The latest round of Trade and Investment Framework Agreement (TIFA) talks with the US ignores the interests of ordinary citizens, labor activists said yesterday.
Campaigners from the Taiwan Free Trade Investigation, the People’s Supervisory Alliance (人民監督雜碎聯盟) and other groups protested outside of the Ministry of Economic Affairs, the site of yesterday’s talks.
The talks were the ninth round of TIFA talks, aimed at filling out the framework, which was signed in 1994.
Photo: Huang Pei-chun, Taipei Times
The ministry earlier this week said that it would use the platform to express Taiwan’s desire to join the Tran-Pacific Partnership (TPP) being negotiated among Pacific Rim states.
Taiwan Free Trade Investigation member Lee Yuan-chun (李援軍) said that while TIFA talks were aimed at “kickstarting” Taiwan’s bid to join the TPP, the results of past free-trade accords suggest that corporations would benefit at the expense of average citizens.

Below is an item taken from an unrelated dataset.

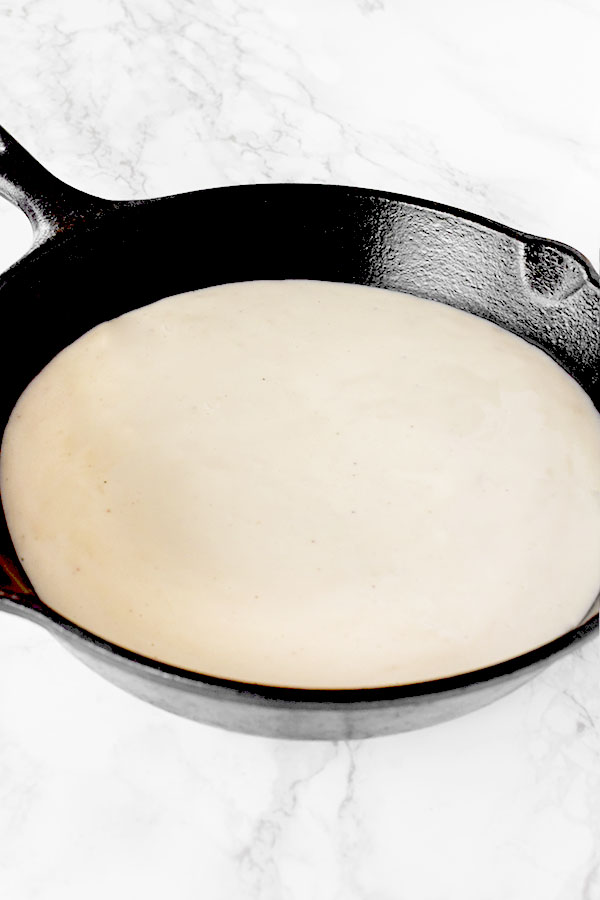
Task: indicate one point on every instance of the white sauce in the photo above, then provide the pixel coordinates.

While activists were not opposed to trade agreements, any negotiations should be conducted from the standpoint of furthering the interests of ordinary people, he said.
The government was “railroading” the “secretive” talks through, he said, adding that a previous call for outside opinions had been perfunctory, effectively denying civic groups the opportunity to meaningfully participate.
“Proper procedures have not even been followed, much less negotiating from the standpoint of the people,” labor activist Lu Chih-hung (盧其宏) said, adding that civic groups should have been allowed to play a direct role in drafting Taiwan’s negotiation agenda to counter the influence of business lobbies.
“As long as we negotiate in this fashion, the result will be that the people are dragged along as negotiations are pulled in the direction favoring US and Taiwanese business interests,” he said.
Lu said that many past US demands had focused on requiring Taiwan to change public policy in the name of free trade, citing previous US demands to improve copyright protections and drug patents.
Acceding to US demands would harm Taiwanese consumers by widening the monopoly powers of US drug firms, he said, adding that truly “people-centric” negotiations would focus instead on lower patent fees to cut drug costs.
He also criticized US demands to relax restrictions on foreign media investments and lift the ban on imports of US pork that contain traces of ractopamine, an additive that is banned in Taiwan.
Acceding to the demands would encourage monopolization and create health risks, he said, adding that there would be no way for consumers to completely avoid pork containing ractopamine if the ban were lifted.